He drew closer, whispering, as if sowing poison:

"This body... will betray you, just as time, space, and destiny betrayed you before it."

But Venterus, contrary to what he expected, smiled.

"Let the body betray, for betrayal is the seed of freedom. As long as the body collapses, I will know that it is not me."

A heavy silence fell.

...the shadow receded, but it did not disappear. Instead, it began to stretch across the floor like a living carpet of black ink, its invisible eyes following every pulse in Venterus's chest, trying to measure how much of him remained... how much of the old "being" remained.

Another, deeper voice emerged from behind the shadows, unlike the previous one. It was slow and sonorous, dragging the words as if they were being carved into the air:

"It's not just the body that betrays... it's memory. It's time itself. You will try to remember, but every attempt will open a door... that will not close."

Venterus understood what was meant to be forgotten. This wasn't just an encounter with random spirits... it was a hidden test: if the human incarnation could endure in the presence of consciousness—without collapsing, without going mad—then something, something older than time, would begin to reveal itself.

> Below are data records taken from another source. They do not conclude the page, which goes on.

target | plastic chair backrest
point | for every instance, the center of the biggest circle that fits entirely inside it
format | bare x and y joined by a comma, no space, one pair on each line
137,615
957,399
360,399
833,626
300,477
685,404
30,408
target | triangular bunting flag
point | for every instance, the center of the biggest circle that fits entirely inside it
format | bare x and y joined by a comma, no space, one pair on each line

Venterus reached out into the darkness, not to fight... but to touch it.

"If you feed on pain, on contradiction, on doubt... then eat. Let me be the banquet."

The shadows froze. They hadn't expected this kind of response. Because everyone who feared them had fled. Everyone who challenged them had fought. But no one had ever stood in their midst and said:

"I know you. You are not my enemies... You are a mirror to test me."

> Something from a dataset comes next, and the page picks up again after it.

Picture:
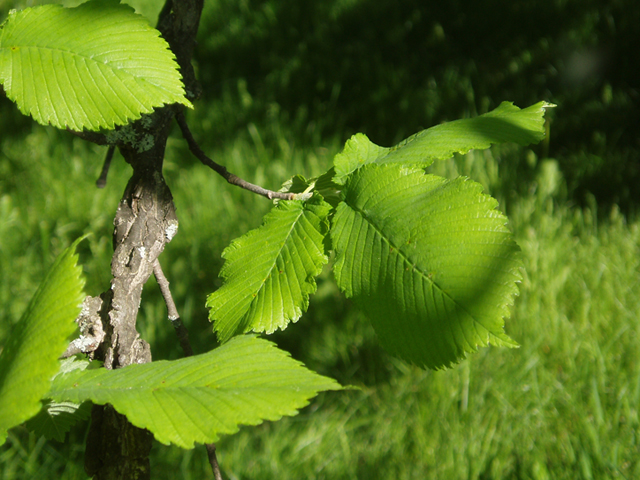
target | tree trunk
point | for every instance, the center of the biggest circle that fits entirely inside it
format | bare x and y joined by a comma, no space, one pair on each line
144,223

Then he said in a sharp, calm voice, Addressing the Council of the Gods: "I see that the Akasha encompasses not only your knowledge of Me, but all of your creation will know, huh?"

---And suddenly, everything changed.

The air around him grew heavier. The ground beneath the broken tree began to slowly crack, breathing like a living being. The Wenlin Forest wasn't still... it was watching, as if another consciousness deeper than the shadows was awakening.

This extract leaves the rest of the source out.